Las siguientes dos campañas su rendimiento bajó mucho; eso y sus enfrentamientos con Cruyff lo llevaron a dejar el club en 1995.
Disgustos y peleas
Brasil le abrió los brazos y Flamengo lo recibió. Eso le rompió el corazón a su padre, quien había odiado siempre al Fla y repetía iracundo: “¿Romário en Flamengo? ¡No puedo creerlo!”. La explicación de su hijo era: “Volví porque amo a mi país y a mi madre”. Pero ni esta última estaba feliz: “Río es muy violento, temo que lo secuestren”.

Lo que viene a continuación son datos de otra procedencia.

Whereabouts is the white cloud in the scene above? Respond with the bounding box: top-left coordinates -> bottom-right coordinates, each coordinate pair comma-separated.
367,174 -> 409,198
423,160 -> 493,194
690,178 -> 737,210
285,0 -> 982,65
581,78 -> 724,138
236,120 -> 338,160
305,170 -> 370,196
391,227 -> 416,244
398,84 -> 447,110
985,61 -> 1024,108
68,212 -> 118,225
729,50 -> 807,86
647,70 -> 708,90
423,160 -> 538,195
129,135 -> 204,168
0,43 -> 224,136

Para alivio de Doña Lita, su muchacho no se estableció del todo en Brasil. En los siguientes dos años, cambió de residencia un par de veces entre Río y Valencia, pues los Naranjeros lo ficharon, pero entre indisciplinas, discotecas y faltas a los entrenamientos, su paso ahí fue anecdótico.
Llegó 1998 y Romário sufrió otra gran decepción con la Verdeamarelha, con la que había trabajado rumbo a Francia 1998. Sin embargo, una lesión de pantorrilla le robaría el chance de brillar de nuevo en un Mundial. El técnico Mario Zagallo lo llevó incluso a Francia, esperando que se recuperara antes del plazo final para entregar la lista de seleccionados, pero no fue así. O Baixinho fue cortado del grupo y en la conferencia de prensa en la que se dio la noticia, rompió en llanto. “Hay mucha gente feliz con mi salida del equipo”, fue la frase que lanzó apuntando a Zico, el asistente de Zagallo que sugirió dejar fuera al 11.
El golpe fue duro, pero el crack de Vila da Penha se recuperó y siguió haciendo lo que mejor sabía: goles. Durante los siguientes cuatro años, Río de Janeiro presenció continuamente la imagen clásica de Romário: los brazos levantados hacia los lados y el rostro casi impasible. Lo hizo igual con Flamengo, Vasco da Gama y Fluminense, e ilusionó a la afición con la posibilidad de un último Mundial.
La oportunidad llegó cuando Luiz Felipe Scolari lo convocó a la Canarinha para un duelo eliminatorio en 2001, pero el carácter de Romário volvió a traicionarlo. El rumor decía que había metido a una mujer a su habitación en la concentración brasileña; cierto o no, Felipao lo dejó fuera del equipo, pese a que O Baixinho convocó a una rueda de prensa en la que suplicó que lo llevaran.
Tras aquella pena, Romário cambió de equipo en los siguientes años, con más rapidez y no solo en Brasil. Tuvo breves etapas en Qatar, Estados Unidos y Australia de 2003 a 2006, año en que cumplió 40 años; y aunque sus fugacidades en ligas menores parecían poco relevantes, contribuyeron a lograr un objetivo que tenía en mente: marcar su gol 1000.
La última gloria
Durante su carrera, Romário había dejado claro que no le gustaba entrenar (“¿Para qué -decía-? Sé lo que tengo qué hacer”). Sin embargo, en su afán por conseguir la histórica marca, comenzó a disciplinarse.
Pese a ello, su propósito no estuvo exento de polémica, pues se cuestionaban las cuentas del crack. Pelé, por ejemplo, ironizó: “Él cuenta hasta los goles en el fut-volley”.
Aún así, nada impidió que el 20 de mayo de 2007 ante el Sport Recife, y vistiendo la playera del Vasco, O Baixinho alcanzara el sueño de las mil dianas, con un penal.
Esa gloria se vio ensombrecida a finales de año, pues en un control antidoping dio positivo por finasterida. La sanción que le dieron fue de dos meses, pero se demostró que no había consumido la sustancia para mejorar su rendimiento, sino porque esta se encontraba en un remedio contra la calvicie que consumía, por lo que fue absuelto; ante ello, Romário no pudo contener las lágrimas y explicó: “Quería salvar mi honor”.
Esa podría considerarse la última gran victoria del crack, que en marzo de 2008, aún con el Vasco da Gama y con 42 años de edad, decidió dejar el futbol: “Ya no puedo hacerlo”. Sin embargo, se despidió con una frase a su estilo: “Cuando yo nací, Dios me señaló y dijo: ‘Ese es el elegido’”.